La missione impossibile delle clausole di salvaguardia – Il documento messo a punto dai tecnici di via XX Settembre assicura poi che “nei prossimi tre anni si prevede la disattivazione delle clausole di salvaguardia”, cioè gli aumenti di Iva e accise previsti dai precedenti governi per assicurare a Bruxelles che i nostri bilanci rimanessero sostenibili anche se una parte delle entrate previste non si fosse concretizzata. Queste “cambiali fiscali” valgono, per il 2018, circa 19,6 miliardi. Il governo ritiene di essere in grado di trovarli senza far aumentare le imposte, facendo leva solo su “recuperi di gettito a parità di aliquote” e “una nuova revisione della spesa”, a cui “le sole amministrazioni centrali dello Stato contribuiranno al conseguimento degli obiettivi programmatici con almeno un miliardo di risparmi di spesa all’anno”. Insomma, la manovra autunnale partirebbe da una base di 19,6 miliardi di coperture da trovare prima ancora di aggiungere al conto finale le uscite per il rinnovo del contratto degli statali, la decontribuzione per i giovani neoassunti, il taglio del cuneo fiscale per le donne e altre misure anticipate nel Piano nazionale di riforma che accompagna il Def. Secondo Perotti lo scenario più probabile è che “alla fine faranno slittare le clausole all’anno successivo, anche se la riforma del bilancio lo vieterebbe”. Quanto alla spending review dei ministeri, da dettagliare con il decreto ad hoc di Palazzo Chigi previsto dalla nuova legge sul bilancio dello Stato, è “un obiettivo non irraggiungibile: basta imporre per decreto a ogni ministro di tagliare un tot e arrangiarsi. Anche se non è questo il modo giusto per fare la spending review”.

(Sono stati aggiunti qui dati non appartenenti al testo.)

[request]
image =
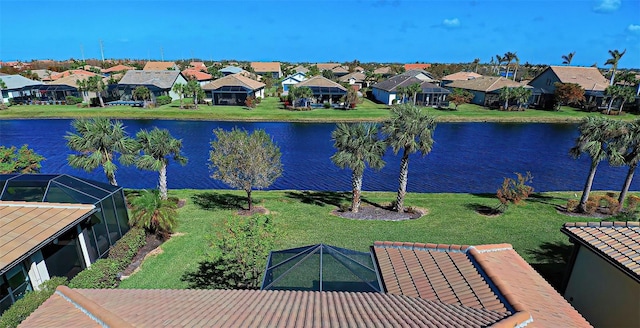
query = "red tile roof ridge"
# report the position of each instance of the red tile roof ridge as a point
(92, 309)
(491, 248)
(422, 246)
(603, 224)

Privatizzazioni attraverso Cdp? “Fumo negli occhi” – Capitolo privatizzazioni. Il ministro Pier Carlo Padoan, nonostante l’escalation di critiche dell’ala renziana del Pd, continua a ritenerle indispensabili per contenere un debito pubblico che solo se tutto va nel migliore dei modi l’anno prossimo dovrebbe calare dal 132,5% di quest’anno (cifra che incorpora l’utilizzo di 10 miliardi sui 20 stanziati per la ricapitalizzazione precauzionale delle banche) al 131% del pil. E il “migliore dei modi” comprende la capacità dello Stato di portare a casa ogni anno, dal 2017 al 2020, una cifra pari allo 0,3% del pil vendendo altri pezzi di gioielli di famiglia. Questo dopo che nel 2016 il governo Renzi è riuscito a ricavarne solo 1,6 miliardi. “Decisamente ottimistico, tanto più alla luce dell’opposizione di Renzi”, secondo Perotti. Per far decollare i ricavi, il Tesoro secondo Reuters sta studiando il trasferimento a Cassa depositi e prestiti delle sue quote nelle maggiori società partecipate, per un valore di “almeno 20 miliardi di euro”. Cdp finanzierebbe l’acquisizione emettendo azioni privilegiate che potrebbero essere cedute a investitori istituzionali, che riceverebbero un dividendo privilegiato. Un progetto che permetterebbe di ridurre il debito perché la Cassa che gestisce il risparmio postale è fuori dal perimetro della pubblica amministrazione nonostante il ministero dell’Economia possieda l’80% del capitale. Secondo il docente della Bocconi questa classificazione serve “solo per aggirare le regole” e il piano (almeno stando alle anticipazioni) è “fumo negli occhi dei contribuenti, per i quali nella sostanza la cessione di quote a Cdp non cambia nulla”.